Avec ce Blood of the virgin, on est en plein coeur de ce que je préfère dans la bd alternative américaine tendance Fantagraphics, Drawn & Quarterly et une poignée d’autres éditeurs. Avec cet album, Sammy Harkham a rejoint la poignée d’auteurs participant à cette mouvance que j’estime être au sommet de la bande-dessinée mondiale.
Merci beaucoup Zen ! je suis bien d’accord avec toi, d’ailleurs je m’attendais à ta réponse, il me semblait que dans un commentaire sur je ne sais plus quel article, tu avais fait allusion à ce livre, je me doutais donc que tu l’avais lu et apprécié !
Merci pour cette présentation !
Pourquoi pas ? J’aime bien la proposition graphique, et suis assez curieux de l’histoire (un je-ne-sais-quoi de Barton Fink, peut-être ?)… Ou peut-être que Seymour tel que décrit, rêveur et médiocre, me parle plus que je ne voudrais le croire.

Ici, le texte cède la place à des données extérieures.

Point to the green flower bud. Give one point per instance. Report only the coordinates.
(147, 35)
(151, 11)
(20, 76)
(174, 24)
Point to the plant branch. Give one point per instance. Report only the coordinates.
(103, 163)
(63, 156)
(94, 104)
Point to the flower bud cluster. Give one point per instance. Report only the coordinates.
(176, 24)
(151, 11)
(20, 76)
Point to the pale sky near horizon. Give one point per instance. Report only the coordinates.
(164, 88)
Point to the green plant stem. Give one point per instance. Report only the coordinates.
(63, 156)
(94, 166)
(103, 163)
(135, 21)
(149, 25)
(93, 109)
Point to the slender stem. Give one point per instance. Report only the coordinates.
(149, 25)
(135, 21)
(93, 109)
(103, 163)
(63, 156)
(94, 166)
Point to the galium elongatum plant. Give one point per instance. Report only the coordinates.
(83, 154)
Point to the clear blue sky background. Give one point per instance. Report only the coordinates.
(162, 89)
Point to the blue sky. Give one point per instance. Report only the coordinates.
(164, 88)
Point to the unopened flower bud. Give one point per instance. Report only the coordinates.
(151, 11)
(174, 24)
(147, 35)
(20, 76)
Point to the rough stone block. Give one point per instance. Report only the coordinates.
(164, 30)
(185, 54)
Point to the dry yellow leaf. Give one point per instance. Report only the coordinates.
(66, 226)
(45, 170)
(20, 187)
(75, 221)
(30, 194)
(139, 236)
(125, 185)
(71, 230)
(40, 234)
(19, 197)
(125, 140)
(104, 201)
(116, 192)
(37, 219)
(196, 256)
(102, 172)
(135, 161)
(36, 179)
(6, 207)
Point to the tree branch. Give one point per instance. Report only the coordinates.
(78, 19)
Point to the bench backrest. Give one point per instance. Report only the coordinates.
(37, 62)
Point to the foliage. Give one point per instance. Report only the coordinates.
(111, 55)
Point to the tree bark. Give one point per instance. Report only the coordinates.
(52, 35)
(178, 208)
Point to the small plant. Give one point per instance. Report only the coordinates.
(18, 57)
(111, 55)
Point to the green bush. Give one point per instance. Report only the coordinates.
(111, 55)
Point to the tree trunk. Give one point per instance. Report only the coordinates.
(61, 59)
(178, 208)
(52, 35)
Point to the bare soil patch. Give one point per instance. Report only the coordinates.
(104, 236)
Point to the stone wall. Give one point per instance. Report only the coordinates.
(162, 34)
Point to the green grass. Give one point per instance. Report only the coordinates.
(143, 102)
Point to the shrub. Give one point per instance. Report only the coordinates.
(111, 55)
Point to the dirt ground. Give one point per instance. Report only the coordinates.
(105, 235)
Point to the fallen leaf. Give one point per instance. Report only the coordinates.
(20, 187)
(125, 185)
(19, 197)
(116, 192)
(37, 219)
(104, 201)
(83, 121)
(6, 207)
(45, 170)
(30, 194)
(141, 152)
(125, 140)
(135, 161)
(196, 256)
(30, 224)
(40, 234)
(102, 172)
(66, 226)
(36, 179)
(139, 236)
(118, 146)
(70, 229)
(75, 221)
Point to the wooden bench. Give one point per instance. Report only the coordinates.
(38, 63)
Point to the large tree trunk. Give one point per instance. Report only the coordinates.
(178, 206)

Merci JB ! C’est marrant que tu parles de BARTON FINK, car oui on peut penser au cinéma des frères Coen en lisant ce livre, j’y ai aussi pensé en écrivant ce texte, à BARTON FINK bien sur mais aussi à A SERIOUS MAN, un de mes Coen préférés, qui raconte un peu la même chose, l’histoire d’un homme ordinaire confronté aux petites compromissions de la vie et qui soudain voit toute sa vie s’effondrer, le plongeant dans un abime existentiel sans fin.
Bonjour Ludovic.
Cette bd m’était inconnue. Tu en parles bien et tu m’as convaincu de m’y intéresser. Il passe sur ma wish list.
J’aime bien la référence à ASTERIOS POLYP, forcément. Mais aussi à bon nombre de film indé sans pour autant que j’arrive à en citer un. C’est très fort.
Graphiquement c’est un grand oui. Cela se rapproche ce ce que je lis en ce moment, c’est à dire du Fabien Toulmé ou du Alfred. Pas d’artifice ni de traits noyés sous un excès de colorisation.
l’angoisse existentielle reste intacte: « Tu parles beaucoup, mais tu n’écoutes rien. » : cela fait écho à nos vies je trouve (du moins à la mienne, à moi en fait).
On l’impression de lire une sorte de mise en abyme sur la création. Tu confirmes ?
« Isn’t he a bit like you and me? » comme l’auraient chanté les Beatles ^^
Merci Fletcher ! oui bien sur, c’est vraiment un livre sur la création et dans lequel l’auteur a mis sans doute beaucoup de lui-même et de ses interrogations sur son propre travail, mais il l’a fait en se plongeant dans un univers, un milieu et en inventant des personnages, du coup le livre n’est jamais ni directement autobiographique au sens strict et il n’est pas non plus ni théorique ni méta. C’est un livre très humain en fait…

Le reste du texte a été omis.